Als Robert aan boord van sloep nr. 6 is gedraagt hij zich, volgens de inzittende in de sloep, alsof hij de baas van de sloep is, hij neemt het roer over en weigert te roeien. Wanneer een aantal vrouwen vragen om terug te keren naar de plaats van het zinken om meer mensen aan boord van hun halflege boot te halen, verzet Robert zich hier tegen en weigert het leven van de inzittenden van de boot te riskeren. Robert gedroeg zich erg onaangenaam en onbeschaamd naar de overlevenden die bij hem in de boot zaten. Uiteindelijk was één persoon het zat, deze persoon was Margaret Brown, zij wilde de leiding overnemen om terug naar de plaats van de ramp te gaan en de mensen in de zee te redden maar Robert vervloekte haar. Eén van de collega’s van Robert die met zijn sloep voorbij voer zag hoe hij tekeer ging tegen Margaret en zei: ‘’Besef je dat je met een vrouw praat?’ Er is een legende over Margaret Brown: ‘Volgens de legende zou Margaret Brown met een pistool gezwaaid hebben om Robert te dwingen terug te gaan.’ Maar deze legende is onjuist. Uiteindelijk werden ze in de vroege ochtend gered door de Carpathia, dit schip bracht alle overlevenden naar New York.

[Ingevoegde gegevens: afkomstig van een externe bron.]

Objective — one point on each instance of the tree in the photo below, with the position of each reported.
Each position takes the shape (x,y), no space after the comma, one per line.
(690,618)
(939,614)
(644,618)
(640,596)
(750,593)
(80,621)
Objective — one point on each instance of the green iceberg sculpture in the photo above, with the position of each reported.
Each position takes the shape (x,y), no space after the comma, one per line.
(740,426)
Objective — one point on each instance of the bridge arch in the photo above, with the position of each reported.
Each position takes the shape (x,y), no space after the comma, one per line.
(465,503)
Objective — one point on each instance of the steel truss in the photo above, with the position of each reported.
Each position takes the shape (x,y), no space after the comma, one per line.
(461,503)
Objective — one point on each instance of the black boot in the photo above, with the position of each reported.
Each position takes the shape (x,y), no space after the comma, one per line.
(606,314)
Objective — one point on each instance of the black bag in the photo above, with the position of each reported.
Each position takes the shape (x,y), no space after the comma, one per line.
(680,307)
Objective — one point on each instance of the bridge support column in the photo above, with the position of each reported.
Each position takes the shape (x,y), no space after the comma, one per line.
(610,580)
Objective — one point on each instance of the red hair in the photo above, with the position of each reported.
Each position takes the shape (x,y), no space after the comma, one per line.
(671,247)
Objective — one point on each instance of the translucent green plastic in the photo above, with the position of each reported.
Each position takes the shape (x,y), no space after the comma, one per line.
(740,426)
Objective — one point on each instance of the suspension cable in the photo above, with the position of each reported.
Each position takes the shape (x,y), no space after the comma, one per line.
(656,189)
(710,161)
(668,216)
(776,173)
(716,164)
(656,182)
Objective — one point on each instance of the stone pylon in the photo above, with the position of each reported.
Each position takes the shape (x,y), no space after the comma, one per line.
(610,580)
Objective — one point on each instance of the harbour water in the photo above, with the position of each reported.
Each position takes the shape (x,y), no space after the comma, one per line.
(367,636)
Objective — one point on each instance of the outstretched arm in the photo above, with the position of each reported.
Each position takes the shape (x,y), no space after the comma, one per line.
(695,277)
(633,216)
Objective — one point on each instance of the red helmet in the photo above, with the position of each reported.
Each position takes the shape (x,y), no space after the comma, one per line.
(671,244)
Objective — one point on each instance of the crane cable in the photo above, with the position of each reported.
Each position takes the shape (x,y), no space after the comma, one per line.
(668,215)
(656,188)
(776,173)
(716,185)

Na de ramp ging hij terug naar het Verenigd Koninkrijk en ging aan boord van ‘Lapland’ van Rederij ‘Red Star Line’ als het schip de haven verlaat worden er vijf matrozen van de Titanic teruggeroepen om te getuigen, zo ook Robert Hichens. Robert verteld de commissie over zijn ervaring en probeert hij zijn gedrag zo goed mogelijk te rechtvaardigen. Hij legt in het bijzonder uit dat hij niet naar het schip wilde terugkeren uit angst om naar binnen gezogen te worden als het zonk. Hij ontkende ook de term “stijf” te hebben gebruikt om de lichamen van slachtoffers aan te duiden.